My current thinking is that a container-centric (as opposed to VM-centric) infrastructure is the way to go--that way I can just throw CoreOS or whatever on the bare metal nodes and migrate containers as needed.
"As we finalize our installation setup for CoreOS this next week (after plowing through Ubuntu, Debian and CentOS)"
Pity he doesn't elaborate on that. I understand that CoreOS is his choice, but it would be nice to know why the other distros aren't.
Do I want to work out and fix all the issues to get this distro working, or do I want it to work and move on to the other gotchas?
A fellow developer tried to get me into openstack a little over three years ago, and when I looked, it was far too enterprise for my tastes, but I care more about code than the devops and managing servers.
So yeah, as you suggested, if you install Linux on your computer, the Linux Kernel is running on the bare metal.
Another example is deploying hypervisors: Test suites for OpenStack are run against many different versions by using OpenStack to deploy the systems to test. HP's OpenStack distribution uses it as a deployment mechanism, taking over and managing the nodes of the OpenStack cluster from a small initial cluster.
Someone tell me if I'm wrong :-)
This would mean he could give two hoots about virtualisation, I guess his concern would be automated deployment and network allocation, along with monitoring.

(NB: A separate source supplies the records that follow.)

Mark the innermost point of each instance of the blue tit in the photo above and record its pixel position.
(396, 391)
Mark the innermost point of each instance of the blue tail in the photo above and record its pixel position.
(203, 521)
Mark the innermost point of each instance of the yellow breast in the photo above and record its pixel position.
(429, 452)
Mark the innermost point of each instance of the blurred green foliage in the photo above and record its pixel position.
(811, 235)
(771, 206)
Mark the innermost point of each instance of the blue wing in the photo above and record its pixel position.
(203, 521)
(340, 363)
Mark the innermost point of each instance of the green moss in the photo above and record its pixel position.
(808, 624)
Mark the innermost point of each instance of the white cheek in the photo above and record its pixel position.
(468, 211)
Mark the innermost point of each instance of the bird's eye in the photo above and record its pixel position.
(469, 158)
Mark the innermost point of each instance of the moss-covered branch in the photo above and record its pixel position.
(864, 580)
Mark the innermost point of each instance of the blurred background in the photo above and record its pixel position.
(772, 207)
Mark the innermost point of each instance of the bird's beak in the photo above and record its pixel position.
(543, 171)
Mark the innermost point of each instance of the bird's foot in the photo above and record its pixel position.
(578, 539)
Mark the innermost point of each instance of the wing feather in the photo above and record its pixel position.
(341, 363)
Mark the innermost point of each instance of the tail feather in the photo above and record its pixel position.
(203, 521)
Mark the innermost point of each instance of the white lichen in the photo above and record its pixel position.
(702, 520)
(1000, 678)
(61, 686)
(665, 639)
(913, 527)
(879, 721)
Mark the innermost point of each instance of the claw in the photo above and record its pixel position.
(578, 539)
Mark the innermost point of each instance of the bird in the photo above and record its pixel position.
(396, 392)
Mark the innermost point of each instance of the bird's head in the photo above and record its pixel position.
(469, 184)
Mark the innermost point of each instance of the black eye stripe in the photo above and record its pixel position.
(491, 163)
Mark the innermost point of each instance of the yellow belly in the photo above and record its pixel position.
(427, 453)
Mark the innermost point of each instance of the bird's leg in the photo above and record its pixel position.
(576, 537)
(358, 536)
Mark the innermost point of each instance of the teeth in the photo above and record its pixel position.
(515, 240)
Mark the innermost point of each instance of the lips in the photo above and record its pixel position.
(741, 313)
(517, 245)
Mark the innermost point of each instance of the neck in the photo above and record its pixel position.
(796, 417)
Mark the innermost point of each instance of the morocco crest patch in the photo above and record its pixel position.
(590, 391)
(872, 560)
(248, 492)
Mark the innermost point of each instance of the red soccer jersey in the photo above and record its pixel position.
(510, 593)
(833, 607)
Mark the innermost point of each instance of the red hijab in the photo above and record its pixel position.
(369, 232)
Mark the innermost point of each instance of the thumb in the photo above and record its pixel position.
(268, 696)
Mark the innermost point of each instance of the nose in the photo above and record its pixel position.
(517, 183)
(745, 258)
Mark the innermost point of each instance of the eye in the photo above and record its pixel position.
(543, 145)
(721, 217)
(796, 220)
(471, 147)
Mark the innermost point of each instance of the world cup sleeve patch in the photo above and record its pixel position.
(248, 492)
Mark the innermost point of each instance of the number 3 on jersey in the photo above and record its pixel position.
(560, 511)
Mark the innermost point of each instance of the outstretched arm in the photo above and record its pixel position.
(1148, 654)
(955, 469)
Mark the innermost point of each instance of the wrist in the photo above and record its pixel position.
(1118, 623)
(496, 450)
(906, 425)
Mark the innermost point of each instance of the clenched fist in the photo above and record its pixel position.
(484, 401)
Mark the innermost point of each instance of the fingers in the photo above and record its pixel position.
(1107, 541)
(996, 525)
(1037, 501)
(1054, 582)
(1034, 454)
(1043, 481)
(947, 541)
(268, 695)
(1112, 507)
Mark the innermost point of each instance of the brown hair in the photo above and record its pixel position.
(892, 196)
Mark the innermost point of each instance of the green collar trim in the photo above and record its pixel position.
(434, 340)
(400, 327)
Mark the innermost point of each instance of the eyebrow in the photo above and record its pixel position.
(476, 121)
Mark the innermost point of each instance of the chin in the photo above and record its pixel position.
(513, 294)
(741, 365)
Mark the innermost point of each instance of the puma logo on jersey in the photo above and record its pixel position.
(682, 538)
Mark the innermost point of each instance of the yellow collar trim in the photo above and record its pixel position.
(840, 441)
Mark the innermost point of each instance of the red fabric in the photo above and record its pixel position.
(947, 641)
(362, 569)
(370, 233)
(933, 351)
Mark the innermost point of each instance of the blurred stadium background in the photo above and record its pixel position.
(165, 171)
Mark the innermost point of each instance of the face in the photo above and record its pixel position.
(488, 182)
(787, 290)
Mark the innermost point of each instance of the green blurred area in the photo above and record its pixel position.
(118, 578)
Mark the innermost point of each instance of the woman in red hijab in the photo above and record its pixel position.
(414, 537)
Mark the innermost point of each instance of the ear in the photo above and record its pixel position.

edit : why not dedicated ? ...because you can have containers running on "bare metal"
Bare metal implies dedicated hardware.
...as I read through the article is sounds like it was probably around bare-metal needs - still, elaboration would be nice here :)
The Ironic guys are amazing, really great people to work with. The guys in IRC are good at working with us.
Just hope we can provide some value to the project as well to return the favor.
From what I recall the documentation left a ton to be desired. Just trying to figure out how Neutron and their "VPC" equivalent was supposed to be implemented left more questions than answers :|
Given that's the offering, it doesn't surprise me a bit they didn't go with OpenStack. That said, I guess they think running containers on bare metal is a better way to roll.
Openstack really isnt appropriate for this type of scenario, unless their original goal was to use KVM machines to add some extra security / multi-tenancy.
OpenStack no longer behaves like a nimble startup and may no longer be the right option for someone looking for a quick, iterative development process. I'd question if any startup should really be a consumer of OpenStack at this point.
If OpenStack doesn't solve the startup's future needs right now, the startup's future need will come sooner than the features needed in OpenStack. Contributing upstream will have too great an opportunity cost. The only legitimate options for such companies are not to use OpenStack or maintain their own fork.
Right now, at the rate of innovation and improvement currently in OpenStack and the processes necessary for participating in the community, I'd argue that if a startup consuming OpenStack has resources to dedicate toward upstream development and baby-sitting that process, that they're either A) Not a startup, or B) a failing startup.
No startup should be rolling their own cloud, any more than they should be putting together their own Linux kernel. Go public, or if you MUST be on your own metal, use a turnkey solution like Metacloud or Nebula (and let them manage it for you).